Joodse school Utrecht
.

Dossier Meijer (Max) Andriesse

De redding van Alie Frank door Meijer (roepnaam Max) Andriesse
Aleida (roepnaam Alie) Frank en Meijer (Max) Andriesse waren allebei wees en zaten voor en aan het begin van de oorlog in het Centraal Israëlitisch Weeshuis in Utrecht. In oktober 1942 moeten alle weeskinderen naar Amsterdam waar ze ondergebracht worden in een oude school.
Alie Frank vertelt na. de oorlog “dat ze op 9 februari 1943 na het avondeten in het kantoortje van meneer Themans , de directeur van het weeshuis moest komen. ’Alie’, zei hij, 'je bent een verstandigmeisje en je kunt goed met kinderen omgaan. Daarom heb ik je ook gevraagd hier te komen. 
Ik wil dat je morgen gaat oppassen bij de familie Vleeschhouwer aan de Weesperzijde.
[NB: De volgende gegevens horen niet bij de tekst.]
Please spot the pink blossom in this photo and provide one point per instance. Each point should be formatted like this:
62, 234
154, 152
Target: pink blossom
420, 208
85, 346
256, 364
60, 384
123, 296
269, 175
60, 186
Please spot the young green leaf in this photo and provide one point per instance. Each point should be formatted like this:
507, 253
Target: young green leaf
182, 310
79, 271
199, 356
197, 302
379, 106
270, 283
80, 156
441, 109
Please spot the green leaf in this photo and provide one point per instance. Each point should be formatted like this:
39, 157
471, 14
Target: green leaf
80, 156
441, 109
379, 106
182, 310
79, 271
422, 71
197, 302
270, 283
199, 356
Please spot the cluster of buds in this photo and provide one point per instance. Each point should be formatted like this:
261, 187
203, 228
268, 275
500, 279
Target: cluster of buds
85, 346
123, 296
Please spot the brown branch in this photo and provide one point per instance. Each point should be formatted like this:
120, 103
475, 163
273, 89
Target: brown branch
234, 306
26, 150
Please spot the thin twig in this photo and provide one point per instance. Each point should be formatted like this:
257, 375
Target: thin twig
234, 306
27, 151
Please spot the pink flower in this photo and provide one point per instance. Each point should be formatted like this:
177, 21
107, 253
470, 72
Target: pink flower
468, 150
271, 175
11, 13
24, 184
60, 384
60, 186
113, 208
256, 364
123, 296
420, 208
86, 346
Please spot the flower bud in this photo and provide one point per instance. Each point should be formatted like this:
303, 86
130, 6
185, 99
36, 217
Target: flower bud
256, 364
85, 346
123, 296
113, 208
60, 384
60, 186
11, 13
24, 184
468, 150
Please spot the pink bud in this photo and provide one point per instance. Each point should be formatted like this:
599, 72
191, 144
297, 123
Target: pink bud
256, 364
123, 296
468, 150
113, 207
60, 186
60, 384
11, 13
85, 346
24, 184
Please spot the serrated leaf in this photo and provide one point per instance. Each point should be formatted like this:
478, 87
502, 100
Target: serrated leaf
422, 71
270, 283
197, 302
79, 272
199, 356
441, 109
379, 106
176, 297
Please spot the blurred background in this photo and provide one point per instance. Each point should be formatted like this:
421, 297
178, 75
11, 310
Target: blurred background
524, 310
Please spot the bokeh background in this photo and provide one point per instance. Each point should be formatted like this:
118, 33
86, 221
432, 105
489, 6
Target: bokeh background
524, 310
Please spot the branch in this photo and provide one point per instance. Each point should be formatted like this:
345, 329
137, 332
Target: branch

De nachtdienst weet er al van en laat je morgenvroeg naar buiten, verder hoeft niemand te weten waar je naartoe gaat. 

Alie knikte, pakte het plattegrondje aan dat Themans voor haar had getekend en beloofde plechtig niemand iets te vertellen - zelfs niet haar beste vriendin.
Wat zij op dat moment niet wist, is dat haar 'grote vriend' Maxje Andriesse haar stond op te wachten in het gangetje tussen de jongens- en de meisjesafdeling. Of het nu kwam door de vasthoudendheid waarmee hij haar ondervroeg of door haar eigen onzekerheid, weet Alie Frank niet meer, maar voor ze er erg in had, had ze hem alle details van haar geheime missie toevertrouwd, inclusief de straatnaam en het huisnummer. Het enige dat Max zei, was: ‘Pas goed op jezelf Alie’, en weg was ie. De volgende ochtend om halfnegen zag ze hem terug. Hij stond voor de deur aan de Weesperzijde. Nadat hij eerst als een bezetene had staan bellen, riep hij door de brievenbus dat ze snel open moest doen. Maar Alie wilde haar aanbidder liever niet binnenlaten, bang als ze was voor 'gelazer’.
‘Alie, doe open!' riep Maxje opnieuw. ‘Ik kom je waarschuwen, je moet niet meer teruggaan naar de Geldersekade. Ze hebben wel tien keer je naam afgeroepen. Maar je was er niet. En toen Alie alsnog voor hem had opengedaan, vertelde Maxje dat hij zelf via het dak was gevlucht om aan de Duitsers te ontkomen. Nee, binnenkomen wilde hij niet; hij moest snel verder om ergens onderdak te vinden, want hijzelf werd nu ook gezocht. Daarna maakte hij zich uit de voeten richting Mauritskade. Dat was het laatste wat Alie Frank van haar redder zag. 


Het gaat hier om Meijer Andriesse, Boxmeer, 12 augustus 1925. Toen hij twee was, verhuisde het gezin van Boxmeer naar Oss, waar zijn vader later overleed. Zijn moeder en zijn jongere broer Henri bleven in Oss wonen. Eind augustus 1942 kregen zij een oproep voor tewerkstelling. Met bus en trein werd een eerste groep Joodse inwoners van Oss door Nederlandse politiemensen en marechaussee naar Den Bosch overgebracht voor verder transport naar Westerbork en van daar op 31 augustus naar Auschwitz. Na Alie gewaarschuwd te hebben ontkwam Meijer (Max), maar hij werd kort erna opgepakt. Op 25 mei 1943 werd hij geregistreerd in Westerbork en op 1 juni 1943 werd hij gedeporteerd naar Sobibor, waar hij hoogstwaarschijnlijk onmiddellijk werd vermoord.